Ms. Fandrey divides meth’s user-base into two distinct groups: daily users and occasional ones, or “the invisible meth population.” Project Safe Audience caters to the latter group.

Mr. Koch started the organization while studying nursing at the University of Manitoba. He frequently attended raves and festivals in other parts of the country, notably British Columbia, with extensive harm-reduction strategies. “I noticed a severe gap of harm-reduction information targeting this population in my own [rave] community,” he said.

For the past two years, Project Safe Audience has provided drug checking at about one event a month, hoping to provide drug-safety information to attendees and help them use drugs as safely as possible.

The science of reagent testing isn’t perfect, and before conducting a test, Mr. Koch’s volunteers – who wear rave gear, not scrubs – read a disclaimer that says so. The group is fundraising to purchase a $40,000 Fourier-transform infrared spectrometer, a laboratory-grade device that more accurately identifies substances within a sample.
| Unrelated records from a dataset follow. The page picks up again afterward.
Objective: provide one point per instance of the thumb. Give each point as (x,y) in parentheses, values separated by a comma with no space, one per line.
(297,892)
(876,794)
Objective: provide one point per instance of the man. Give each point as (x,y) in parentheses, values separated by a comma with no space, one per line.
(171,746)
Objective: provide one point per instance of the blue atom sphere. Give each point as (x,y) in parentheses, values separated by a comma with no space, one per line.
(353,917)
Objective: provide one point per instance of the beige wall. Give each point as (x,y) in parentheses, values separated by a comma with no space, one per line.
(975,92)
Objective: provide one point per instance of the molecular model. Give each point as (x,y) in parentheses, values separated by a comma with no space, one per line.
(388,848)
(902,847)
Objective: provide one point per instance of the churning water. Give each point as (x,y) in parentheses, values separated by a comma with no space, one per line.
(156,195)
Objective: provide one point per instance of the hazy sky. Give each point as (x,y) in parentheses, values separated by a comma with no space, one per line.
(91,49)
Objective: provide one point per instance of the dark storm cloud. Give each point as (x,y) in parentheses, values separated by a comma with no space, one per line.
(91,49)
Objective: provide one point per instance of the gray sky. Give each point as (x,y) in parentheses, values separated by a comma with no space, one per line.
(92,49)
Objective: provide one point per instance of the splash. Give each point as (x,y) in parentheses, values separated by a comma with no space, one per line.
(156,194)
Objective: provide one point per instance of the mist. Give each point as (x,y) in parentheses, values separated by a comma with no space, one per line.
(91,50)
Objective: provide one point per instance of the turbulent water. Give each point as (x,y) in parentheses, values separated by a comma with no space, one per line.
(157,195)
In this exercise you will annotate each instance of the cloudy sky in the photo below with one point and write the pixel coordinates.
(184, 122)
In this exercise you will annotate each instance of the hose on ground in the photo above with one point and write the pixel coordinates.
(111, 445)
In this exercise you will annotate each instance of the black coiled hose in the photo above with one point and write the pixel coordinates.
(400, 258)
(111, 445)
Mr. Koch says the investment is necessary. Project Safe Audience is busier than ever: The group has been invited to share expertise with organizers in Saskatchewan hoping to provide similar harm-reduction services there, and in Winnipeg, it has partnered with the Manitoba Harm Reduction Network and 13 Moons, a harm-reduction program aimed to help Indigenous youth, to expand their reach and share expertise.

By the time the Winnipeg rave ends on the recent Saturday night, 12 partygoers have gotten their drugs checked, with three samples showing possible traces of meth. Once Mr. Zweiban is done reagent testing on the nervous woman’s drugs, he tells her that the substance appears to be MDMA and that there are no indications of the presence of methamphetamine.

The woman sighs with a palpable sense of relief, and thanks him before heading back downstairs.

“No problem. It’s why we’re here,” Mr. Zweiban replies.